Stellar occultations by KBO 2014 MU69 will give scientists crucial data
Artist’s impression of NASA’s New Horizons spacecraft encountering the distant Kuiper Belt Object 2014 MU69. Image Credit: NASA / JHU-APL / SwRI / Steve Gribben
Members of NASA’s New Horizons team will have three opportunities to obtain crucial data regarding 2014 MU69 – the mission’s second target – when the Kuiper Belt Object (KBO) occults three different stars within the next few weeks.
Located more than four billion miles (6.44 billion kilometers) from Earth, about a billion miles (1.6 billion kilometers) beyond Pluto, 2014 MU69 will occult, or pass directly in front of, three different stars within the next few weeks on June 3, July 10, and July 17.
Although the small KBO will block each of the stars’ light for (at most) two seconds, observing the event will provide mission scientists with an unprecedented opportunity to obtain crucial data about it, including its size, shape, orbit, and reflectivity.
Little is known about 2014 MU69 – including its orbit – because it was discovered just three years ago during a search for a second New Horizons flyby target.
New Horizons mission scientists and engineers had nearly seven years to plan the 2015 Pluto encounter but will have, at most, two years to plan this one – scheduled for January 1, 2019.
“We were only able to start planning the MU69 encounter after we flew by Pluto in 2015,” said Carly Howett of the Southwest Research Institute (SwRI), deputy principal investigator of the spacecraft’s Ralph instrument. “That gives us two years, instead of almost seven years we had to plan the Pluto encounter. So it’s a very different, and in many ways, more challenging flyby to plan.”

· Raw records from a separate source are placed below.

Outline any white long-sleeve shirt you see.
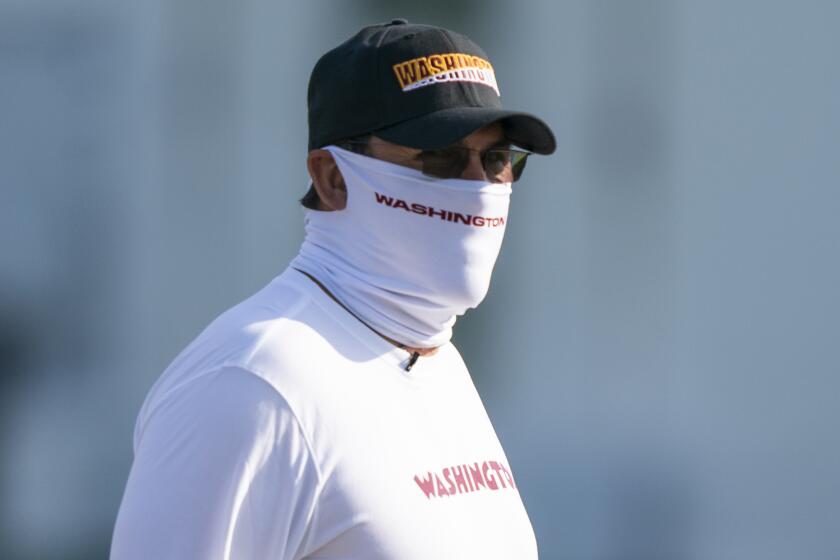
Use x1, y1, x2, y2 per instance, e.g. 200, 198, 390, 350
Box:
110, 268, 537, 559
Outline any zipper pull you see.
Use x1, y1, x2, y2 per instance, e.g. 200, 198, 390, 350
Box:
404, 351, 420, 372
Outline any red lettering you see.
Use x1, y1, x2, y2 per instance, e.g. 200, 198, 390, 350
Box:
443, 467, 457, 495
452, 212, 471, 225
416, 59, 432, 80
470, 462, 486, 490
414, 459, 514, 498
489, 461, 507, 489
483, 462, 499, 490
393, 63, 417, 89
498, 462, 516, 489
428, 55, 446, 73
452, 465, 470, 494
435, 474, 450, 496
376, 193, 505, 228
427, 207, 447, 220
374, 192, 394, 206
414, 473, 436, 499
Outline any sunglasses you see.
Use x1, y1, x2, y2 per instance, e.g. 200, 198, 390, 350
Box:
338, 139, 531, 183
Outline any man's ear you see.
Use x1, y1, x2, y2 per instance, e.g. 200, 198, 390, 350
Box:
307, 150, 347, 211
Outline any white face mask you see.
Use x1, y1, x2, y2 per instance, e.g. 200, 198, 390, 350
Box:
292, 146, 512, 349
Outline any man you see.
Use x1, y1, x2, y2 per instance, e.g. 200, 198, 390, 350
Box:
111, 19, 555, 559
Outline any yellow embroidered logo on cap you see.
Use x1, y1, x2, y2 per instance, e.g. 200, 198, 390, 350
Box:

Adding to the difficulty is the fact that so little is known about the target object.
To take advantage of the opportunities provided by the occultations, scientists are setting up both portable and stationary telescopes along the projected paths of 2014 MU69‘s shadow.
Over 50 scientists plan to observe the June 3 occultation from areas along the path in Argentina and South Africa by turning telescopes equipped with cameras at multiple locations.
A total of 22 16-inch (40-centimeter) portable telescopes and more than 24 fixed location telescopes will be spaced every six to 18 miles (10 to 25 km) along the shadow’s most likely path across the Earth to maximize the chances of one or more successful observations.